Why does $t = \frac ds$ and not $\frac sd$? (from $ s = \frac dt$)

Question

I'm stupid so I don't understand why I get

$t =\frac sd$

when I isolate $t$ (time) in the speed formula $s =\frac dt$ when its actually

$t =\frac ds$

I've gotten so many answers wrong because of my stupidity and I don't understand why it's wrong.

Here's what I do:

$s = \frac dt \to s = \frac dt \bullet\frac1d \to \frac 1d\bullet s = \frac1t \to \frac sd = t$

I'm just a stressed highschool student so please have some patients with me.
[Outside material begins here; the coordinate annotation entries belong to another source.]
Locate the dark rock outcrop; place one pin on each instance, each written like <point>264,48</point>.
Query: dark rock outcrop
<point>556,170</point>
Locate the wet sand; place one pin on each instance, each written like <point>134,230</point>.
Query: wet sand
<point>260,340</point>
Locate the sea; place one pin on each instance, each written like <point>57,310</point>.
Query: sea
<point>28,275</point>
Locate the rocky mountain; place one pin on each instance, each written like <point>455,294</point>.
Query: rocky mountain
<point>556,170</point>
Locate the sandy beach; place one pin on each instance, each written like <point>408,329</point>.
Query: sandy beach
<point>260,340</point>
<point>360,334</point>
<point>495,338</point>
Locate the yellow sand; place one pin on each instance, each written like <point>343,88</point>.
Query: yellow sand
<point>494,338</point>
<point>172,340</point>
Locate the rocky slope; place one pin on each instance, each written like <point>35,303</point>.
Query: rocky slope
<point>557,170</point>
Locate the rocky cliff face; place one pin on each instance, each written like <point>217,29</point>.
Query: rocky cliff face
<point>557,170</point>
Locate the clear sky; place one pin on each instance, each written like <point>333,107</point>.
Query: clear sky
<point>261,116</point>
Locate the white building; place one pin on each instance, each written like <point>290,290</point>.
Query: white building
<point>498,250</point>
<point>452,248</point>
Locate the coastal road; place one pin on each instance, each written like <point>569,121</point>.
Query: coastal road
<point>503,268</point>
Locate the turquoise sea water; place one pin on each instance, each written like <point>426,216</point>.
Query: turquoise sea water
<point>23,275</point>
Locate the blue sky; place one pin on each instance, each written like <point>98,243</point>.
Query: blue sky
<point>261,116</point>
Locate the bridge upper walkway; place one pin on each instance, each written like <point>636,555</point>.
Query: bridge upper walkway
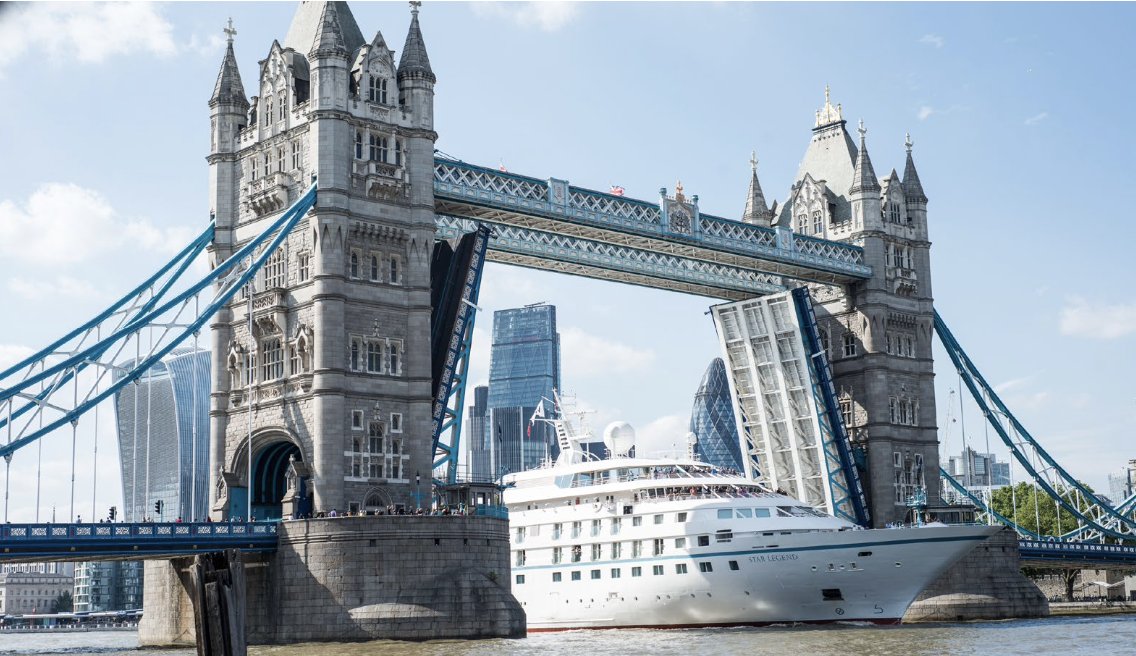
<point>551,225</point>
<point>39,542</point>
I'm not particularly the best at math.

Answer 1

You are okay until the last step. So start like you would but not your last step:

$$s = \frac dt \\ \to s \bullet\frac1d = \frac dt \bullet\frac1d \\ \to \frac 1d\bullet s = \frac1t \\ \to \frac{s}{d} = \frac{1}{t}$$

From here, you solved for $1/t$, not for $t$. To solve for $t$, reciprocate both sides of the equal sign in the last step above: $$ \frac{s}{d} = \frac{1}{t} \\ \to \frac{d}{s} = t $$

Answer 2

When you multiply by $1/d$, you have done only for RHS. If you multiply also by $1/d$ the LHS, you have: $\frac{s}{d}=\frac{1}{t}$. So raising to the :$-1$ power you obtain: $t=\frac{d}{s}$?